Other symptoms can include fever, chills, headaches, fatigue, and joint pain. Lyme disease can be treated with antibiotics, but if it is not caught early, it can cause serious health problems.
Lyme disease is most commonly acquired in woodland areas where ticks are prevalent, so it is important to take precautions when hiking or camping in these areas.
Wearing long pants and sleeves can help to prevent tick bites, and performing a full body check after spending time outdoors can help to catch any ticks that may have attached themselves.
You may also wear a cap or a hat and wash immediately after returning home to remove any ticks that may be in your hair.
Rocky Mountain Spotted Fever
Rocky Mountain spotted fever (RMSF) is a tick-borne disease that is caused by a bacteria called Rickettsia rickettsii. This bacteria is transmitted to humans through the bite of an infected tick.
The most common symptom of RMSF is a rash that starts on the wrists and ankles and spreads to the rest of the body. Other symptoms can include fever, chills, headaches, nausea, and vomiting. RMSF can be treated with antibiotics and may require hospitalization if it is not caught early.
Powassan virus is a serious tick-borne illness that can cause severe neurological damage. Symptoms of the Powassan virus include fever, headache, vomiting, weakness, confusion, seizures, and memory loss. The virus can also lead to meningitis, encephalitis, or even death.

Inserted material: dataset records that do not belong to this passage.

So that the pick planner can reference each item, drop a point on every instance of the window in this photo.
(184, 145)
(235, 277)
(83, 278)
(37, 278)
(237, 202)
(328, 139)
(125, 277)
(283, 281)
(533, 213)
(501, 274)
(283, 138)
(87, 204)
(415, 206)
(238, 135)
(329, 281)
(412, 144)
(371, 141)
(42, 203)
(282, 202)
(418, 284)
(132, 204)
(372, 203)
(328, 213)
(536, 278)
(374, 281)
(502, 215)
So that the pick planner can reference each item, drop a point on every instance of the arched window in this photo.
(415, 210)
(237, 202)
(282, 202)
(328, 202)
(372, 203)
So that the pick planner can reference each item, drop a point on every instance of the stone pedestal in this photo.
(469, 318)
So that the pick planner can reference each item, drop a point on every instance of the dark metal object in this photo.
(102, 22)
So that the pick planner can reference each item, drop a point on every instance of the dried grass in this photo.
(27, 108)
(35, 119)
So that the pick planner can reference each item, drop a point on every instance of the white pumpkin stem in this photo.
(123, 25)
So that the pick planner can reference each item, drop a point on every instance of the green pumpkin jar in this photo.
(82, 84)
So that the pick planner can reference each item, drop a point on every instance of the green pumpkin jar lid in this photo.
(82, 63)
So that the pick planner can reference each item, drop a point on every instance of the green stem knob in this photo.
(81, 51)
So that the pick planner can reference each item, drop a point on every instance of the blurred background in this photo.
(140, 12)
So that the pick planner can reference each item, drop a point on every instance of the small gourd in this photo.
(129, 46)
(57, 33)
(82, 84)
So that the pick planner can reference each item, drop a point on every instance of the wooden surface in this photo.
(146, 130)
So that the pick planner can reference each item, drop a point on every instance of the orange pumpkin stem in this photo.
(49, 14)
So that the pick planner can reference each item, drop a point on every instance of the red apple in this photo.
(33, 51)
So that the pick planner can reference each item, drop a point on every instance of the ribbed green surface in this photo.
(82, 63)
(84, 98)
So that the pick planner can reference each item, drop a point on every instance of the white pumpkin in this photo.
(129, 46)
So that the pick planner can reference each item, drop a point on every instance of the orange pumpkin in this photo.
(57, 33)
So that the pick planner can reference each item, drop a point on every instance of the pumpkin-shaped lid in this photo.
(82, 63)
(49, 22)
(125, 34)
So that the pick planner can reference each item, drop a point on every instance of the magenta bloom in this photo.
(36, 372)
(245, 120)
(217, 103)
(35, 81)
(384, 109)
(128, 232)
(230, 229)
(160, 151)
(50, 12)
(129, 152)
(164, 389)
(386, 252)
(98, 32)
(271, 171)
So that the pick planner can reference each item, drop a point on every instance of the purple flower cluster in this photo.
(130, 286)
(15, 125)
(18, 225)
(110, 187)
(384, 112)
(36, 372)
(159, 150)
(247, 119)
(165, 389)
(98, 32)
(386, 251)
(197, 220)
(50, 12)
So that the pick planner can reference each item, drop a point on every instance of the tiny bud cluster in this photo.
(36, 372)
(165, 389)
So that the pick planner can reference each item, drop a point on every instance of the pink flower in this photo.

There is no specific treatment for the Powassan virus, and it can be difficult to diagnose because its symptoms are similar to other illnesses. However, if you’ve noticed that you’ve been bitten by a tick and have experienced these symptoms, it’s important to see a doctor immediately.
One way or another, you may be exposed to areas where ticks are prevalent, and they can get into your skin and head. Although they won’t stay and reproduce in your head just like lice would, a single bite may transmit serious diseases.
Lyme disease is the most common, but Rocky Mountain spotted fever and Powassan virus are also dangers to take into consideration. Remove the tick immediately from your head, wash your hair, and if symptoms persist, see a doctor as soon as possible.